Here’s a version from the December 19, 1974 edition of the Statesville (North Carolina) Record And Landmark:
Resting and ripening in our refrigerate right now is a coconut cake you won’t believe! The recipe came to us a few days ago and we call it Four-Day Coconut Cake. It was described as “out of this world.” We haven’t cut the one we made for the recipe calls for it to be stored in the refrigerator four days and tomorrow is the day. This one does not look so pretty but is bound to be good. You might like to try it. We don’t say it should take the place of old-fashioned homemade fresh coconut cake.
Four-Day Coconut Cake
2 cups sugar
The night before baking the cake, combine sugar, sour cream and coconut; store in refrigerator. The next morning, prepare the cake and bake in two layers according to package directions. Turn out layers; cool. Split each layer to make two layers or a total of four. Fill and frost with sour cream mixture. Cover and store in refrigerator and do not cut for four days.
This cake probably wasn’t the only cooking going on in the kitchen of Vivian Mathis. In 1940, Vivian Truitt Mathis worked as a “beauty operator” in a beauty parlor, and her husband was a “dough man” in a wholesale bakery.
A beauty operator is some variety of cosmetologist, although I’m not sure what the licensing requirements were in 1940.
“Wise men still seek Jesus” is, I think, a reference to Matthew 2:1-12, the story of the wise men visiting Jesus. The short version of the story is that word of a Jesus reaches Herod and Herod tells the magi to go find the child and then bring back word so Herod could go worship him. Before they leave, however, they are admonished in a dream not to return to Herod.
L.R. was a member of Calvary Baptist Church, and about a month after she passed, the pastor gave a sermon on that Bible passage titled, “The Journey of the Wise Men.” You can listen online, if you’re so inclined. Coincidentally enough, that sermon was delivered two years ago today.
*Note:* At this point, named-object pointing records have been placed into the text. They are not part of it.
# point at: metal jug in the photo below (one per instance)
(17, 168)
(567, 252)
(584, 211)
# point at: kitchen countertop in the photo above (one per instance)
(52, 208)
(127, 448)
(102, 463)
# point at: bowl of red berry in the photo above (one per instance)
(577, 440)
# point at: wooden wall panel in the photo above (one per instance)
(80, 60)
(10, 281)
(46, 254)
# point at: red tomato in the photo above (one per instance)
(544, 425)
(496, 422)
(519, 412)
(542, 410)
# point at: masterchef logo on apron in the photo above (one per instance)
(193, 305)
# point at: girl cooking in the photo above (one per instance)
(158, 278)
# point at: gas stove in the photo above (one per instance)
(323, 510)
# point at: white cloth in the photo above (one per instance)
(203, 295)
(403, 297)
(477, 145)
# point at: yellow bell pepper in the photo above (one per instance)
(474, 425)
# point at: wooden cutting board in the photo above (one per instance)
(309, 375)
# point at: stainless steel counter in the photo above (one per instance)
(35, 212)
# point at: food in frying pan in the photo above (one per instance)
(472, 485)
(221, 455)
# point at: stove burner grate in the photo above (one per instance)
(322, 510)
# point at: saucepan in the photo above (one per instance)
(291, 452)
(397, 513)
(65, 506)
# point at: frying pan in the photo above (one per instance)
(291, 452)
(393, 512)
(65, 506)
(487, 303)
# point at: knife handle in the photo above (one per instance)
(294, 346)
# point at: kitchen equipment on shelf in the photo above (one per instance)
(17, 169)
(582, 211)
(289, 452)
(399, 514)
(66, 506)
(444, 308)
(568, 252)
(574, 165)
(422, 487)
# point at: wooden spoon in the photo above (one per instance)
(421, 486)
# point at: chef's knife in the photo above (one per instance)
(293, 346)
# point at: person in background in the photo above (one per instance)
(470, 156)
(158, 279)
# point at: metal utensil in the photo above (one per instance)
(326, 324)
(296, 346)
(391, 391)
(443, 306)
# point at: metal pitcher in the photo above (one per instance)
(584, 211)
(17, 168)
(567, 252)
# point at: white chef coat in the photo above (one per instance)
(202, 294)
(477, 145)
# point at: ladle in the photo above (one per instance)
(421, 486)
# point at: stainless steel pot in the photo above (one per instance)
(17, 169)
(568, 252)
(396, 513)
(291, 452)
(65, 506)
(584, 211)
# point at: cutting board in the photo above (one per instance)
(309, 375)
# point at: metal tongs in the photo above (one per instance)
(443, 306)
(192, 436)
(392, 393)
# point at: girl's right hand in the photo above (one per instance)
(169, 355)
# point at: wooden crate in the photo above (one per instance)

If the word “copied” above the Bible quote means it was originally on the card Vivian wrote, I should mention that Vivian and her husband (if I’m reading this rigth) were members of the First Baptist Church of Stanleyville. The churches are about ten miles apart and both are members of the Southern Baptist Convention.
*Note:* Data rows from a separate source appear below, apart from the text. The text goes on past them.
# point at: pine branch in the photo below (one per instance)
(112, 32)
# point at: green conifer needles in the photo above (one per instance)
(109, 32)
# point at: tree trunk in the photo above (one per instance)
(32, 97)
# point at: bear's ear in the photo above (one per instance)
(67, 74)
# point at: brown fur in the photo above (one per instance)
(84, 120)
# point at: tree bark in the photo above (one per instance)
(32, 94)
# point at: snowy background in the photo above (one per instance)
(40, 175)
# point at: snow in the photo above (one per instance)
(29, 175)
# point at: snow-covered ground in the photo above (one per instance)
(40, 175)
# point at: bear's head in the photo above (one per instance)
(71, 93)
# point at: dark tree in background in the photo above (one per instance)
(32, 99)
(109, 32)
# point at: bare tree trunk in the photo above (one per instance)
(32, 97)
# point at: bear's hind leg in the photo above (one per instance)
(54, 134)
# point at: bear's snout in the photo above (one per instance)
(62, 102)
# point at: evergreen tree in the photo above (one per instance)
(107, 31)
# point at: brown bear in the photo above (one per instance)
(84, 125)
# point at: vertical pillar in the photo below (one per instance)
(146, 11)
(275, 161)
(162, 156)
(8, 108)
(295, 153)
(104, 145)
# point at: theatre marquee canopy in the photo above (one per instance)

From the box of L.R. from Winston-Salem, North Carolina.
2 cups sugar
2 cups sour cream
2 cups frozen coconut
1 package yellow cake mix
The night before baking the cake combine sugar, sour cream, and coconut; mix up real good. Put in the refrigerator.
Prepare the cake and bake into 2 layers by package directions and cool. Split [each] in two layers (makes 4 layers).
Fill and frost with sour cream mixture. Store in refrigerator. Cover and do not cut for 4 days.
Keep well a long time in refrigerator.
Use cool whip for sides.
Wise men still seek Jesus.
Recipe from the kitchen of Vivian Mathis.